Com humor tipicamente britânico, Kingsley Amis teria dito que Evelyn Waugh é “a marvellous writer, but one of a sort peculiarly likely to write a bad book at any moment” (“um escritor maravilhoso, mas de um tipo que poderia escrever um mau livro a qualquer momento”). “A Handful of Dust” (“Um punhado de pó”), considerado um dos melhores romances de Waugh, não parece encaixar-se nem na categoria do maravilhoso nem na coleção de maus livros incidentais.
O romance combina um tanto artificialmente duas histórias de um mesmo personagem: de um lado, o fim do casamento do protagonista, em Londres, em razão do caso “extra-marital” (se cabe o eufemismo) de sua mulher; de outro, sua expiação e exílio no exótico, numa expedição à Amazônia. A sensação é de quebra: a história londrina é bruscamente interrompida para se dar início a um conto de viagem. O enxerto não chega a surpreender quando se lê a entrevista que Waugh concedeu à Paris Review: o escritor afirma que o ponto de partida do romance foi um conto seu que corresponderia à parte final do livro. Sua curiosidade ante o passado do personagem do conto o teria motivado a “completar” sua história de vida.
A história, aliás, é bastante simples. Tony e Brenda Last vivem a monotonia de seu casamento nos arredores de Londres, na casa gótica de Hetton em que Tony viveu sua infância e, já adulto, encontrou sua razão de viver. Brenda se apaixona por Beaver, londrino pobre, pretensioso e arrivista, e passa a viver em Londres, com a desculpa dos estudos de economia na faculdade. Com a morte do filho único dos Last, Brenda se separa de Tony, e este, desiludido, segue em expedição à Amazônia, o começo do conto enxertado. Lá torna-se o leitor cativo de um homem analfabeto, que o obriga a ler para ele textos de Dickens em voz alta e priva-o dos meios de voltar à civilização. Com a suposta morte de Tony, Hetton é herdada por seus primos, enquanto Brenda, sem dote a oferecer, é abandonada por Beaver e acaba por casar-se com um terceiro homem.

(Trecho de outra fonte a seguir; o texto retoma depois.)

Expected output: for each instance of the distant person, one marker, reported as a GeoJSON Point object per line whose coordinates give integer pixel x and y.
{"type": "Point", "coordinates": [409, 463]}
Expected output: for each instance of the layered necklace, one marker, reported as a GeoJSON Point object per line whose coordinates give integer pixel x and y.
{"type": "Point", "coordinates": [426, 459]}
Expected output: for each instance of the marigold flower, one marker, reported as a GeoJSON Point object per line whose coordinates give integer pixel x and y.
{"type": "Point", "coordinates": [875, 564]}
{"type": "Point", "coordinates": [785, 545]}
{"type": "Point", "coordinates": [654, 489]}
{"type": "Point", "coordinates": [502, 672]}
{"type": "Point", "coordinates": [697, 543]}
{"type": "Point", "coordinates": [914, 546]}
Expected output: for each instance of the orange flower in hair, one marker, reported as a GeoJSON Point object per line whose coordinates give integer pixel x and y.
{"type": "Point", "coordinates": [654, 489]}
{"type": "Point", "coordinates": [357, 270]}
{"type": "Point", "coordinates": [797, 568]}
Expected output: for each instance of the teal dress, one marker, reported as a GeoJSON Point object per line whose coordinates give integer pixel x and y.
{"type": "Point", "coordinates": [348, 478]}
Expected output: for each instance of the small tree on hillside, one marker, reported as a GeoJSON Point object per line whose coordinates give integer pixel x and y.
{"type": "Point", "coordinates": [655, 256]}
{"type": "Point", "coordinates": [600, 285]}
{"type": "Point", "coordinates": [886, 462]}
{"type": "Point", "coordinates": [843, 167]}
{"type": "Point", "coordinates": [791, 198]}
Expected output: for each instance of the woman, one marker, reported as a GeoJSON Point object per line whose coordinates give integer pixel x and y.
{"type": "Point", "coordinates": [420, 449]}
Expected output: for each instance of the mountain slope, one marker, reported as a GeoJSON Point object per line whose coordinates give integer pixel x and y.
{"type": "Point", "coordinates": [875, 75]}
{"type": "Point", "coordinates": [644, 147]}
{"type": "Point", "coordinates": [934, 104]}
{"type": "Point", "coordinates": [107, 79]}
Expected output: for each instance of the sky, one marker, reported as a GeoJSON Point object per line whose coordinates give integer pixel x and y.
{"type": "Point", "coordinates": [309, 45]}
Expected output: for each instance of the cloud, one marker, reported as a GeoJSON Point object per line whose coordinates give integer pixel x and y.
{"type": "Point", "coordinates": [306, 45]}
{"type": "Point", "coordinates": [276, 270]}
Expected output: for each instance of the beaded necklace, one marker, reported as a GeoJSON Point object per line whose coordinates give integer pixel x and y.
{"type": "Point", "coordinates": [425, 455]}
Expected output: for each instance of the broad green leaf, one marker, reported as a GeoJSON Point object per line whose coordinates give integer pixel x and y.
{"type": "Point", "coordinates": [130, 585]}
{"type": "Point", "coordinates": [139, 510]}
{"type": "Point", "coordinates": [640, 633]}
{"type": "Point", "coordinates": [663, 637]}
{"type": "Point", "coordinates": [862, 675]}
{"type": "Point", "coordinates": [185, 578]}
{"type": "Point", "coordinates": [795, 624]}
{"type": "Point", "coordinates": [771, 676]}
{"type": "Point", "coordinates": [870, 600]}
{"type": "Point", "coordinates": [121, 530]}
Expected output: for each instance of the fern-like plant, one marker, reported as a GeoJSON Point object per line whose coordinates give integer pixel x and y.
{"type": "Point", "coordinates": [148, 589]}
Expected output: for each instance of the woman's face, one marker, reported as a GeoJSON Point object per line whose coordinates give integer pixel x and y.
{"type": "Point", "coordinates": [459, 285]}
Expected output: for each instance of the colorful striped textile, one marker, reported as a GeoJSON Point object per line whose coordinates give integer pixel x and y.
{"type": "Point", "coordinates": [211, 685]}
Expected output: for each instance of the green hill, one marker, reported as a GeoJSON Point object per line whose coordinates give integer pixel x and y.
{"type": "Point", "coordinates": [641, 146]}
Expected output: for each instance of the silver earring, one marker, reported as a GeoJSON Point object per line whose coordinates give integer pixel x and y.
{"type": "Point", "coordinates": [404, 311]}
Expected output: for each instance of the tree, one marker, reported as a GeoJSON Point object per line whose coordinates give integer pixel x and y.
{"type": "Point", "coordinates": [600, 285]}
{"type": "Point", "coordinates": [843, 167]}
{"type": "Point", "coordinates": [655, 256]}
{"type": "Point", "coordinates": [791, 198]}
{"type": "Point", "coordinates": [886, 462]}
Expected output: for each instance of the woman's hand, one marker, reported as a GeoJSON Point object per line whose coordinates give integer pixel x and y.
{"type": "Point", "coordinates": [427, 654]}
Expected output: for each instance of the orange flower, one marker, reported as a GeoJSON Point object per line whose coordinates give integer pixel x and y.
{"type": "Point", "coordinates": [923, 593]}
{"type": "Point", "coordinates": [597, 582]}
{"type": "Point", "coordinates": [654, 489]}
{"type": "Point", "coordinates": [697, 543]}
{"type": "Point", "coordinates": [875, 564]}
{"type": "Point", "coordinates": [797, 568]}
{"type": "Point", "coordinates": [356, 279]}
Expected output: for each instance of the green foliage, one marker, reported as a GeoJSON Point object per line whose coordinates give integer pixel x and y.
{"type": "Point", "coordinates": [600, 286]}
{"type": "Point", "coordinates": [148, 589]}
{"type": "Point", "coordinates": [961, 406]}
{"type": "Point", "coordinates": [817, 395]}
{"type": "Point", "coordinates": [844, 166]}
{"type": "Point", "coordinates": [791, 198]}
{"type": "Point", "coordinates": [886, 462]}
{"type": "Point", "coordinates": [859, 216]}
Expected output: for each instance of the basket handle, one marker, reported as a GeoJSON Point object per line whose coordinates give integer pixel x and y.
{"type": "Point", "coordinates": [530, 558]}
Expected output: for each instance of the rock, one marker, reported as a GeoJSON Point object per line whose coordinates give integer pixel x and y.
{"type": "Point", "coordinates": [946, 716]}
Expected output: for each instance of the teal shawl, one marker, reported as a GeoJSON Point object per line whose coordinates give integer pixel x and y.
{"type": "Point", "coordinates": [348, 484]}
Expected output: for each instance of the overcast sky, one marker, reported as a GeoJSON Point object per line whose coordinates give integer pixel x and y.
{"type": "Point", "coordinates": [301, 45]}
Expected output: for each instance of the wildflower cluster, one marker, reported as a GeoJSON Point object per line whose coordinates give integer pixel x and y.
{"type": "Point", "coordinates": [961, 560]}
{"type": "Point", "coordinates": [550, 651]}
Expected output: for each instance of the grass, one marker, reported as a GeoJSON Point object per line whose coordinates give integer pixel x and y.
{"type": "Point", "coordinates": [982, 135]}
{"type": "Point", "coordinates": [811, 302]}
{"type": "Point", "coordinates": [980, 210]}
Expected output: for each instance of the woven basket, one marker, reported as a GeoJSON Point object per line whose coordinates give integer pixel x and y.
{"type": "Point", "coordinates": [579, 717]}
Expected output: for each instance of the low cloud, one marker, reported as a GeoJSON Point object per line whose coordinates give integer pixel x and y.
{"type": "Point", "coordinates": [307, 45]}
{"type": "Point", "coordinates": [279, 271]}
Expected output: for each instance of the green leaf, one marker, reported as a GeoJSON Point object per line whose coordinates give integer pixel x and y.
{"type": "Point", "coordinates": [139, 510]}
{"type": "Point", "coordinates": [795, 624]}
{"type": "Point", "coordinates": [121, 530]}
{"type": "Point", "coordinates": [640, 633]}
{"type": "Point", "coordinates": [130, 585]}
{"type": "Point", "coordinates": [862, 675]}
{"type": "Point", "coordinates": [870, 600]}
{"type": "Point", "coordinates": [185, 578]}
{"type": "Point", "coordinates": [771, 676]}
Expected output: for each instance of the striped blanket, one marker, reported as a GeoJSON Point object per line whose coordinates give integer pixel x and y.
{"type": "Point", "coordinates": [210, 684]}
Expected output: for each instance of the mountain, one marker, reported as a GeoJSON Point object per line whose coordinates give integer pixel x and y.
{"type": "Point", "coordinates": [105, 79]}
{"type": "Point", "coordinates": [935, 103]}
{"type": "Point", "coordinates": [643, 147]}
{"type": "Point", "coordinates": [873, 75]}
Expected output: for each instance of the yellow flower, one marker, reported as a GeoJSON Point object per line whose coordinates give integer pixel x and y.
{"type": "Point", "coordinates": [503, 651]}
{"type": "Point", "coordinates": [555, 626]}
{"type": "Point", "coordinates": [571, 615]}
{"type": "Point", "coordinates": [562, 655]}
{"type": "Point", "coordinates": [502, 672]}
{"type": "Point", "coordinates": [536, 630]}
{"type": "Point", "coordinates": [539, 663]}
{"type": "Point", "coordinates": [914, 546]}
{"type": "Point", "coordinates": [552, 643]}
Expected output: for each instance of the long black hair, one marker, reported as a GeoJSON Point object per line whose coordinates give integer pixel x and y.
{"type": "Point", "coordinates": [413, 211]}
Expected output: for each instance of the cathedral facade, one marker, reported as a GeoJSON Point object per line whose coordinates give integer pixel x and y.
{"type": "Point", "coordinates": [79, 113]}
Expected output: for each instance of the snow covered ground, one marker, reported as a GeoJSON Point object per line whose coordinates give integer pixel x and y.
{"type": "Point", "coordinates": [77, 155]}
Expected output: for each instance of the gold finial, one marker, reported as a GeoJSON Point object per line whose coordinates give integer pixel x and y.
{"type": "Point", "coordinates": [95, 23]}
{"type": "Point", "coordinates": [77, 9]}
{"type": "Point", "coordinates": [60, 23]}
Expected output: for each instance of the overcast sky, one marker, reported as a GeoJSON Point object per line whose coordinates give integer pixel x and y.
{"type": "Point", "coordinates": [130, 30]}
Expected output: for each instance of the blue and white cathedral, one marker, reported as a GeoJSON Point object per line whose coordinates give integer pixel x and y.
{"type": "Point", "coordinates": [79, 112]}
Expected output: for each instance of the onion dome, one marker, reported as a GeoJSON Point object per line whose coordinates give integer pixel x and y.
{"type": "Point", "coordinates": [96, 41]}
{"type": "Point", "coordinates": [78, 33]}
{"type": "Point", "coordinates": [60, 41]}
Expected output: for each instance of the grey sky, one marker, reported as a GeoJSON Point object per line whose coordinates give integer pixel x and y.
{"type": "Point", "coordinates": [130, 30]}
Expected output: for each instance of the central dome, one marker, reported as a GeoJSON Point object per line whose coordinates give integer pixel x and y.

O que desagrada na construção da trama é a imotivação dos acontecimentos. O leitor não se convence de que deveriam ocorrer ou de que, uma vez concretizados, soam verossímeis. O caso entre Brenda e Beaver nasce do nada: não parece haver atração ou empatia entre os dois; é um caso descarnado, deserotizado. Waugh prefere descrever a casa de Hetton a criar uma atmosfera de envolvimento amoroso que pudesse desencadear o affair. A morte do filho, por sua vez, não provoca o impacto esperado em Tony ou em Brenda: reagem friamente, britanicamente demais. Tony tampouco se altera de modo passional com a descoberta da traição: até admite simular seu próprio adultério para facilitar o divórcio. Reagirá apenas quando descobrir que Brenda quer uma elevada pensão para “comprar” o casamento com Beaver, o que implicará a perda da casa de Hetton. E, ao cabo, o homem da pacata Hetton, daquele mundo provinciano, resolve ir para onde, tendo a seu dispor o mundo inteiro? Para a Amazônia, em busca de uma cidade indígena misteriosa. Nenhuma dessas situações convence.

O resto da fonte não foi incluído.